I’m not sure that it’s a matter of them not rushing to release, but that they simply can’t get it out there any sooner given the allegedly huge issues they are facing with things like die size, thermals and lets face it, potential IP issues which I guarantee Apple has all of their legal/IP team watching with a magnifying glass.
I also think Qualcomm doesn’t have a lot of choice to do anything else as every analysis I’ve read says that the current Snapdragon design is rapidly running out of headroom.
That being said, I genuinely hope they succeed as the market and users will benefit. It’s just that I think that many are underestimating the size and number of hurdles they face in the hope of an alternative to Apple.
BTW, we hear that the moment that any Nuvia based hardware gets outside of Qualcomm, several ARM vendors (including a graphics card maker and not Apple surprisingly) are going to be ready with IP related lawsuits. TLDR, the legacy of what the Nuvia engineers did for Apple, may also be their biggest anchor.
You guys…I’m trying to build a little hype here, and everyone is piling on QC.
Well I for one will not be daunted. It could be worse; they could have rushed it out the gate half-baked just to please shareholders for the Q4 sales season. Sure there would be problems, but that’s for Q1-Q2 quarterlies to clean up, and Amon could say he hit all targets for 2023, etc.
Lawsuits never daunted QC either. No, Qualcomm’s going to give it their all for long-term success. Amon’s probably got his entire chair riding on this.
(Hifihedgehog - Waiting for Surface Pro 10!)
SemiAccurate previously told you about Qualcomm/Nuvia’s Oryon SoC that taped out late last year.

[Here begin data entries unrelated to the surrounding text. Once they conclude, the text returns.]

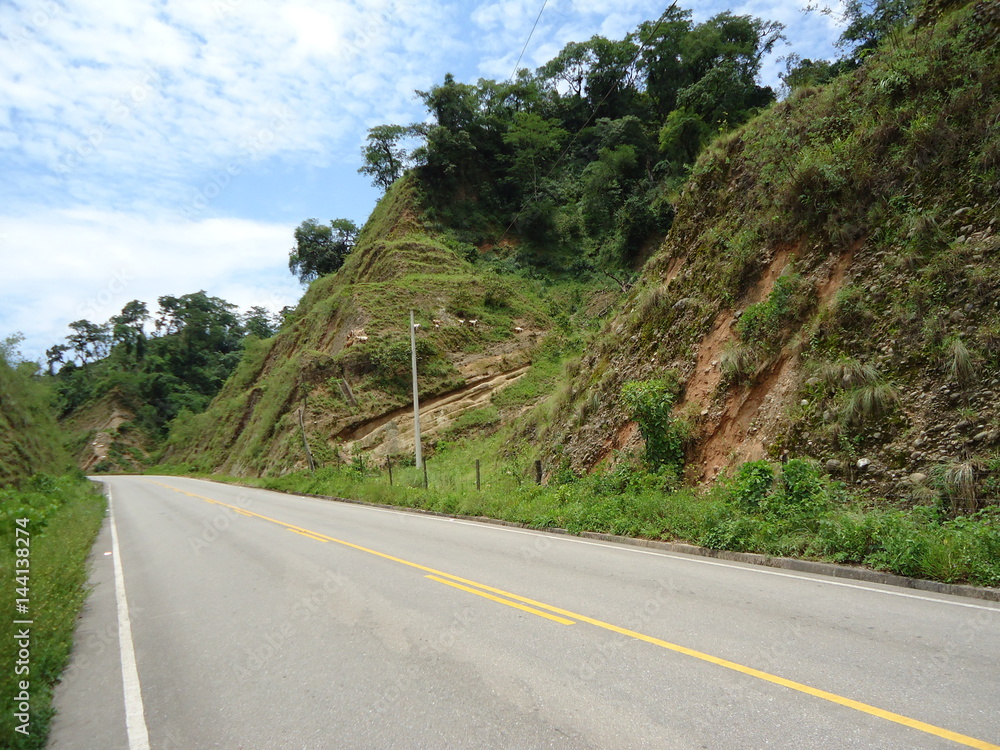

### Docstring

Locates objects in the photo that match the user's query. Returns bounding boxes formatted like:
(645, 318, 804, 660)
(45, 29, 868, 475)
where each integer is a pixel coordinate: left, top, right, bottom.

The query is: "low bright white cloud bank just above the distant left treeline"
(0, 209, 302, 358)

What we didn’t tell you about is the projected performance and how it is doing now.
Lets start out by saying that as of mid-year the prospects were positive, the SoC had severe issues but those were expected to be cured with a stepping that was in the oven as of Q2. We will ignore Qualcomm’s veiled promises of Oryon being a laptop and phone part which subtly morphed into just being a laptop part for now, it wasn’t by chance.
As we know by now the SoC is the Nuvia core force welded into the Qualcomm uncore, and that is where many of the problems lie. It is a server core and was always meant to be a server core, not a consumer one. Power management is one of the key differences there, and yes we know about the power management die ala Apple’s Monaco but still aren’t clean on the patent situation some have mentioned to us. In short there are a lot of things you can add to a core late in the game, power management is not one of them.
Back to the story at hand we have the now laptop only Qualcomm Oryon part. The core is fine, it hit performance and power targets more or less, and that is good. If you haven’t heard by now, performance is said to be a little better than an Apple M2 and should debut, err, after Apple’s M3. On a brighter note, power is, umm, well it won’t see phone use this generation but somehow this will be spun into a win.
Back to the core/uncore from two different IP ancestries. This is the cause of the major problems that have been dogging Qualcomm for a while now. As of Q2 the device was, umm, not good but the next stepping is intended to cure everything. It is back so how are things now?
Why is Nuvia focusing on this 1W-4.5W per core power envelope?#
I’ll let Nuvia answer this:
All current and future flagship server SoCs are power constrained, very much like mobile SoCs. As core count increases, what is not increasing is the TDP. …The TDP range is 250W — 300W, and the power outside of the CPU can range between 10W — 120W depending upon the workload. Taking into consideration these factors, the amount of power that each CPU can be allocated ranges between 1W — 4.5W when heavily utilized, as is the case in a datacenter environment.
So the major challenge is scaling down the architecture to 8 P-cores and lower. It sounds like they were planning on solving this by integrating four Cortex-A510 E-cores from their Kryo architecture, but ran into issues with the power management system (PMICs).
So this would probably explain why QC is so adamant about manufacturers using Qualcomm PMICs, as earlier noted by @dstrauss.
Yes. to their credit, Qualcomm is trying a genuinely new approach to the whole complex puzzle that is TDP versus cores.
Apple very much has relied on a few performance cores to do most of the work (to good effect in benchmarks) while having possibly the downside of not actively encouraging developers to better balance their apps to use all the aspects of the processor.
And @Marty that’s one of the areas I’m optimistic about Hamoa specifically as it relates to WOA as Windows scheduler (despite my occasional jabs at aspects of it) is far more flexible and accessible to developers, though alas, the number of developers to date that actually have done so usually could be counted on Homer Simpsons right hand.
And, one of the biggest things Qualcomm also needs to overcome is an IOS/A series first approach among app developers that even tried to build WOA native apps.